Avrupalı devletlerin okyanuslarda kızışan emperyalist paylaşım mücadelesine seyirci kalıp kendisini “Mavi Vatan”ına hapseden Osmanlı Devleti, okyanuslara çıkmazsa emperyalizmin, kendisini de denizden istila etmeye çalışacağının daha henüz farkında bile değildi.

15. yüzyılın sonlarında Akdeniz’in ticaret yolları mücadelesinde nefessiz kalan Portekiz, Afrika’nın batı kıyılarını güneye doğru takip ederek; İspanya ise, ucu bucağı henüz bilinmeyen Atlas Okyanusu’nda batı rotasını izleyerek şanslarını denemişler ve emellerine ulaşmışlardır.

17. ve 18. yüzyıllarda İspanya, İngiltere, Fransa ve Hollanda okyanuslarda kıyasıya mücadele ederken, Osmanlı Devleti’nin kendisi gibi Doğu Akdeniz’den ayrılmamakta direnen Venediklilerle uzun süren “Mavi Vatan” mücadelesinde epeyce zorlandığını söylemeliyiz.
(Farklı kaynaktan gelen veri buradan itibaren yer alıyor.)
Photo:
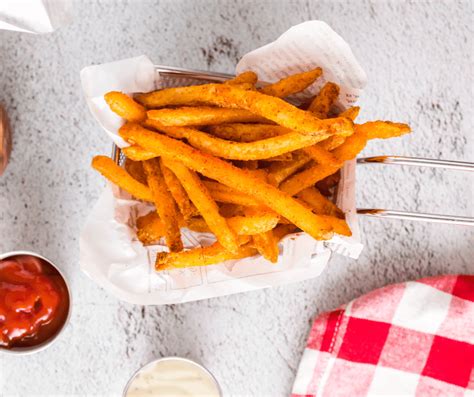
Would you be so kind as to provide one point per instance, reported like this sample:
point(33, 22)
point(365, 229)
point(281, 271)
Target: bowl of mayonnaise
point(172, 377)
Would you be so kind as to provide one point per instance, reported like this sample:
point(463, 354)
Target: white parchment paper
point(110, 252)
point(34, 16)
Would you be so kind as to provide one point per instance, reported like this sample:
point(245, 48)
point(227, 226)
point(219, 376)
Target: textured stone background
point(418, 57)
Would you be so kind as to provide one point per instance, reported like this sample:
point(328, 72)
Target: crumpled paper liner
point(110, 251)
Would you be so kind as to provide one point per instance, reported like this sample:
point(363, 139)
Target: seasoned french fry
point(292, 84)
point(319, 204)
point(225, 194)
point(322, 102)
point(241, 132)
point(279, 172)
point(383, 129)
point(205, 256)
point(203, 201)
point(164, 203)
point(241, 225)
point(258, 150)
point(247, 77)
point(332, 142)
point(180, 196)
point(125, 106)
point(150, 229)
point(228, 96)
point(347, 151)
point(267, 245)
point(321, 156)
point(200, 115)
point(135, 169)
point(136, 153)
point(117, 175)
point(351, 113)
point(231, 176)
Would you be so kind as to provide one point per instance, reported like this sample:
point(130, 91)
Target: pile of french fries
point(237, 160)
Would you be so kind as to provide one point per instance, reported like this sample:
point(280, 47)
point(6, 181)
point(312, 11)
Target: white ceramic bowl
point(177, 359)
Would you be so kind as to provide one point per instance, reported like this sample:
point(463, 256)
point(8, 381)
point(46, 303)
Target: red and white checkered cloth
point(410, 339)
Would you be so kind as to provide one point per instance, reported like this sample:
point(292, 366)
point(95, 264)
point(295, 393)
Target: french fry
point(279, 172)
point(164, 203)
point(125, 106)
point(258, 150)
point(267, 245)
point(135, 169)
point(205, 256)
point(322, 102)
point(136, 153)
point(241, 225)
point(117, 175)
point(180, 196)
point(228, 96)
point(231, 176)
point(325, 185)
point(247, 77)
point(347, 151)
point(321, 156)
point(207, 207)
point(383, 129)
point(225, 194)
point(200, 115)
point(241, 132)
point(351, 113)
point(319, 204)
point(292, 84)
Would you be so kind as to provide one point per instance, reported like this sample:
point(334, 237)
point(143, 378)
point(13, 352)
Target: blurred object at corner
point(5, 140)
point(35, 16)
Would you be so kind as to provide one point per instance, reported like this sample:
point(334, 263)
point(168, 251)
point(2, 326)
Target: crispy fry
point(205, 256)
point(319, 204)
point(200, 115)
point(267, 245)
point(332, 142)
point(325, 185)
point(117, 175)
point(231, 176)
point(351, 113)
point(228, 96)
point(136, 153)
point(247, 77)
point(263, 149)
point(135, 169)
point(164, 203)
point(292, 84)
point(321, 156)
point(347, 151)
point(241, 225)
point(225, 194)
point(150, 229)
point(383, 129)
point(180, 196)
point(284, 230)
point(125, 106)
point(322, 102)
point(203, 201)
point(240, 132)
point(279, 172)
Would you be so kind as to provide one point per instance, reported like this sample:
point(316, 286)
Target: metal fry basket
point(173, 77)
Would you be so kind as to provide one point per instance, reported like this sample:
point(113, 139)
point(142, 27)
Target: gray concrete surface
point(418, 56)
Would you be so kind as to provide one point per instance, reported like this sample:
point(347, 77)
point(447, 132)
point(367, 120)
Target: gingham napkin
point(410, 339)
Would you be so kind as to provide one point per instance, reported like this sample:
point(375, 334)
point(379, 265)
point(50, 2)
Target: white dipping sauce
point(173, 377)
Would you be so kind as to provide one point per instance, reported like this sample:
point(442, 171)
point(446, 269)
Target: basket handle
point(415, 216)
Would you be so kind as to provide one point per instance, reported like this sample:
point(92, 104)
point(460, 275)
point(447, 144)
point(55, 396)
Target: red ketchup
point(34, 301)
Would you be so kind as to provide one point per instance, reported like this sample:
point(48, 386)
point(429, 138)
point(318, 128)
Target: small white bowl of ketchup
point(35, 302)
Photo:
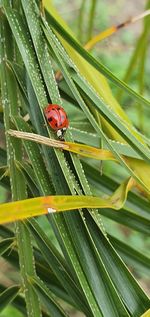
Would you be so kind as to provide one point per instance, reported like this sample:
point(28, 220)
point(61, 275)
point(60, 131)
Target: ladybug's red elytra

Çünkü, sıçrama yapan deniz teknolojilerini çok iyi takip eden ve altyapılarını geliştiren Venedikliler karşısında Osmanlı Devleti, normalin çok üstünde şehitler vermeseydi “Adalar Denizi”ni bile kaybedebilirdi. Ayrıca, Doğu Akdeniz’e yeniden dadanan Katolik korsanların, hatta nehirlerden çıkarak Karadeniz kıyılarında etkili olmaya çalışan Kazak korsanların karşısına çıkan Osmanlı Donanması’nın bu dönemde büyük performans açıkları verdiğini de belirtmek zorundayız. 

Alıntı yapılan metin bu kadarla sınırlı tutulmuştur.